Even if Volkswagen is in the middle of the emissions storm, the German auto supplier of diesel components Bosch says the technology is a must for lowering the levels of harmful emissions.
Such a statement is at least contradictory with the US Environmental Protection Agency which found up to 40 times higher oxides of nitrogen on real world driving tests for approximately 499,000 2.0-litre diesel vehicles sold in the United States by Volkswagen. But Bosch, a key supplier of diesel components to the German automaker, has publicly defended the technology saying that urea-based catalytic converters can meet all US diesel standards and that diesels are needed to help cut carbon dioxide emissions in the United States and Europe. “We are definitely convinced that the emissions systems will work,” Werner Struth, US chairman of Robert Bosch, recently told Automotive News. The emissions “targets in Europe can be achieved only with the help of diesel engines, and the same is true in the United States.”
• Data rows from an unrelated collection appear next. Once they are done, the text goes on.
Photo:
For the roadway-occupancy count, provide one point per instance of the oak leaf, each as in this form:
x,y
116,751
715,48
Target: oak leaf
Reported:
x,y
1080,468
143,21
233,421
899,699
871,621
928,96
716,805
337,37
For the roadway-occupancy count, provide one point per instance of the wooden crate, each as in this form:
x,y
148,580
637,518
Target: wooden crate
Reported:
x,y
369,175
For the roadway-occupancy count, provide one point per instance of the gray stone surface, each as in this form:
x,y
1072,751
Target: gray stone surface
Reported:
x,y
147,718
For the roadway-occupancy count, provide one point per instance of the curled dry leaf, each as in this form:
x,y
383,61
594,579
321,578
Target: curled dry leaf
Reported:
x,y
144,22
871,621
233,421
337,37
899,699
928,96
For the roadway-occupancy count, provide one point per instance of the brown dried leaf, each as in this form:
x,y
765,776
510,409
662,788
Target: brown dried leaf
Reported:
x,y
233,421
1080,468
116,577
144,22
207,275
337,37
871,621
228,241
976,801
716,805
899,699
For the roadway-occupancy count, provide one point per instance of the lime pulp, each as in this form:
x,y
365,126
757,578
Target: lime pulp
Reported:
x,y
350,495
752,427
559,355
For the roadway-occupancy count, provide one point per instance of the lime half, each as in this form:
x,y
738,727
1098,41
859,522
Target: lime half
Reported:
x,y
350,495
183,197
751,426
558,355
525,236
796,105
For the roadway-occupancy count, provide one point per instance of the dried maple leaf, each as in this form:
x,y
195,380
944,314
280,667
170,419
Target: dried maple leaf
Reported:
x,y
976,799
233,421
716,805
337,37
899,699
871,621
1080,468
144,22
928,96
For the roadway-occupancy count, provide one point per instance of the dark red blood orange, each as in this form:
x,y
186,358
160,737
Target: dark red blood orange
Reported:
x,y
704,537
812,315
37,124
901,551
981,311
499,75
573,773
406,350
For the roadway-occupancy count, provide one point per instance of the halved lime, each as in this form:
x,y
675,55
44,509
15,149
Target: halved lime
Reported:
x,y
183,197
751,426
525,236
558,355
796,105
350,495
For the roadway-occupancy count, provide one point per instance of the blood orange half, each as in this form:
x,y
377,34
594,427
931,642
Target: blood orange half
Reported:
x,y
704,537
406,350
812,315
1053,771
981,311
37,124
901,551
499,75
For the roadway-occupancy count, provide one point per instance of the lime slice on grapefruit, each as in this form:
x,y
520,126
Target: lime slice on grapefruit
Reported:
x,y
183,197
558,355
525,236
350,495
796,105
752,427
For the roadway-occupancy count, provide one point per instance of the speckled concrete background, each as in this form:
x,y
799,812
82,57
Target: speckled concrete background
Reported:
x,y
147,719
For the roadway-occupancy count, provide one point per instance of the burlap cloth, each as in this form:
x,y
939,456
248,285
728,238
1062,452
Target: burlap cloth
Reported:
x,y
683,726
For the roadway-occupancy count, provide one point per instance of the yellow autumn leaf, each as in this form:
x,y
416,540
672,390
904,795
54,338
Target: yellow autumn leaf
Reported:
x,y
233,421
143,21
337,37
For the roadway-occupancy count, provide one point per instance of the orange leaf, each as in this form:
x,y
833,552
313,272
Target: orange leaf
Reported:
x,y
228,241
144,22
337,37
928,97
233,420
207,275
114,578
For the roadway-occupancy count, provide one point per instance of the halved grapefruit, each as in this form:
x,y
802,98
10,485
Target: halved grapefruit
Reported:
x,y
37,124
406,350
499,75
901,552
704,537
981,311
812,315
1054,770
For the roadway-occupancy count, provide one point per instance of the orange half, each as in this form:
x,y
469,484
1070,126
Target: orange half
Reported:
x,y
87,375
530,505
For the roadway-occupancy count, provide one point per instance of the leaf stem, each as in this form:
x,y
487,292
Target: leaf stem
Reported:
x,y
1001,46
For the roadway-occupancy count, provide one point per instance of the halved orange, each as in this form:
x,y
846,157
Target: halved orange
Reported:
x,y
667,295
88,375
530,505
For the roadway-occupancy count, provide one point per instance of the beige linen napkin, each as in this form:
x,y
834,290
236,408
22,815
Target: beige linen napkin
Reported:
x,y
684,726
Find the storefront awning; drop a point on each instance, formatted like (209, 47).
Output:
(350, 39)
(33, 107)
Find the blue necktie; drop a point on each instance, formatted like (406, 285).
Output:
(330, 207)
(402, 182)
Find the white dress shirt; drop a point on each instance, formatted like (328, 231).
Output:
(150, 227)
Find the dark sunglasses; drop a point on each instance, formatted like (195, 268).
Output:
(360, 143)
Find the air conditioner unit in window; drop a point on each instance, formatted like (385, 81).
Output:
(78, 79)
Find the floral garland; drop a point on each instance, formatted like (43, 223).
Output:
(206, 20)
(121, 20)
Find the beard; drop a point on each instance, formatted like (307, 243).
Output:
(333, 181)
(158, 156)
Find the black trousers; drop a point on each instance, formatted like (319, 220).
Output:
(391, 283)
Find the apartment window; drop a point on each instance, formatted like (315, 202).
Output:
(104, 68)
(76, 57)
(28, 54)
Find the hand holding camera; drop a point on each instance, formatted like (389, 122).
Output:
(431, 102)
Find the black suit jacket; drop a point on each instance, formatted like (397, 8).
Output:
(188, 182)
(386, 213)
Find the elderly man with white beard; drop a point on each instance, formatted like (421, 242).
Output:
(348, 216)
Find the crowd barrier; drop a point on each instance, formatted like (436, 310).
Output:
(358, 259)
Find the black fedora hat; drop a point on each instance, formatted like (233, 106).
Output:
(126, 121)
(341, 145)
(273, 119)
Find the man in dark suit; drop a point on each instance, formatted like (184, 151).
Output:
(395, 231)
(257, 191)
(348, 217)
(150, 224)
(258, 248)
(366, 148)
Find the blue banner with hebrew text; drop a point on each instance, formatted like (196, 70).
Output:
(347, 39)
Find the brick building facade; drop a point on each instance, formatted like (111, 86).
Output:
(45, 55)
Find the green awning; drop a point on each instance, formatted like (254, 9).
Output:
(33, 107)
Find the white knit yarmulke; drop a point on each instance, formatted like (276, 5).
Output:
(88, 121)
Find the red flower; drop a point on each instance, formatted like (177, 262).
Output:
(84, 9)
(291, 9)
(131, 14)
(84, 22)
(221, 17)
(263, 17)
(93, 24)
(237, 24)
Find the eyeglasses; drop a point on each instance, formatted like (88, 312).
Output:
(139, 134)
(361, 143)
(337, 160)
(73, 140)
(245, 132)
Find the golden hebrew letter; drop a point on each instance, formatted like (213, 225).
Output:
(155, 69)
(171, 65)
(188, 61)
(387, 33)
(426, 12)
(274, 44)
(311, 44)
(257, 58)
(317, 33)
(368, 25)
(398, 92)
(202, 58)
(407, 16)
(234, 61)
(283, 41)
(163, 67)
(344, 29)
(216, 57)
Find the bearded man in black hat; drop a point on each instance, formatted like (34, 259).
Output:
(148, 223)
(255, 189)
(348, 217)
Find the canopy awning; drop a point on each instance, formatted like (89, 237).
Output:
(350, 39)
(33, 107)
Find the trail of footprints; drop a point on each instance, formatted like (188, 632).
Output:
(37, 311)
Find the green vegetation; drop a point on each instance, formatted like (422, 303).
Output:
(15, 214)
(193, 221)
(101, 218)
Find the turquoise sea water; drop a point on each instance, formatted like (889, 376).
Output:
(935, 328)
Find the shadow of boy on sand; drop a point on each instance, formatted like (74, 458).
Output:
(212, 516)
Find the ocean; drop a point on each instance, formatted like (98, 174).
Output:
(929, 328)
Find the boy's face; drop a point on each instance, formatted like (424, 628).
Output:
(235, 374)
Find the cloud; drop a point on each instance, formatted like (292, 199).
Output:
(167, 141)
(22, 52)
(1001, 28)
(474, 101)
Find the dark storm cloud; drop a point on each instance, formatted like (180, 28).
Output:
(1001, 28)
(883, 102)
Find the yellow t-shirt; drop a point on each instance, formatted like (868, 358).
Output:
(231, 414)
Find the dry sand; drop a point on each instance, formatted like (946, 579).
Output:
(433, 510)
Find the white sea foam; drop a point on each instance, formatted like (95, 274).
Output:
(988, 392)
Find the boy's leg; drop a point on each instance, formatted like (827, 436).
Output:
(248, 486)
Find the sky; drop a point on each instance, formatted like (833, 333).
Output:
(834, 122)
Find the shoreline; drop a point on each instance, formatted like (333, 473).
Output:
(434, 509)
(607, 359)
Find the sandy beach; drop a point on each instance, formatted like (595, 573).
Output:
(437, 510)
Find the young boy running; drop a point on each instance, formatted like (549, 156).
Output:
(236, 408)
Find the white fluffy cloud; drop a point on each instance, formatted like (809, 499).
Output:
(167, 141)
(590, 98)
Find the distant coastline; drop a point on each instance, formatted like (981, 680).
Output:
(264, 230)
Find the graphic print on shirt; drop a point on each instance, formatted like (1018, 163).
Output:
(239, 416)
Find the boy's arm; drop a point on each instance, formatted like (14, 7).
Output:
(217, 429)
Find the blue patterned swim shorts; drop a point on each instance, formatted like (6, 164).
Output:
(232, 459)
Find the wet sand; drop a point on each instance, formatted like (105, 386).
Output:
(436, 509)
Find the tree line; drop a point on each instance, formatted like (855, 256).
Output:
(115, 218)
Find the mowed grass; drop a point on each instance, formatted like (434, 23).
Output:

The US authorities are also investigating the supplier over its role in Volkswagen’s massive scheme to cheat emissions standards or if it had any knowledge about it. Bosch is making the engine control module that adjusts how a vehicle cleans burned-up fuel before it is expelled as exhaust, and basic software for nearly all the four-cylinder diesel cars sold in North America, including by Volkswagen AG, BMW AG and Mercedes-Benz. “We are disclosing and delivering the information that has been requested,” Struth said. “We are in the midst of an investigation. We have not made any conclusions.” According to the Automotive News list of top suppliers, the world’s biggest automotive supplier had an estimated global original-equipment parts sales of 44.24 billion dollars in 2014.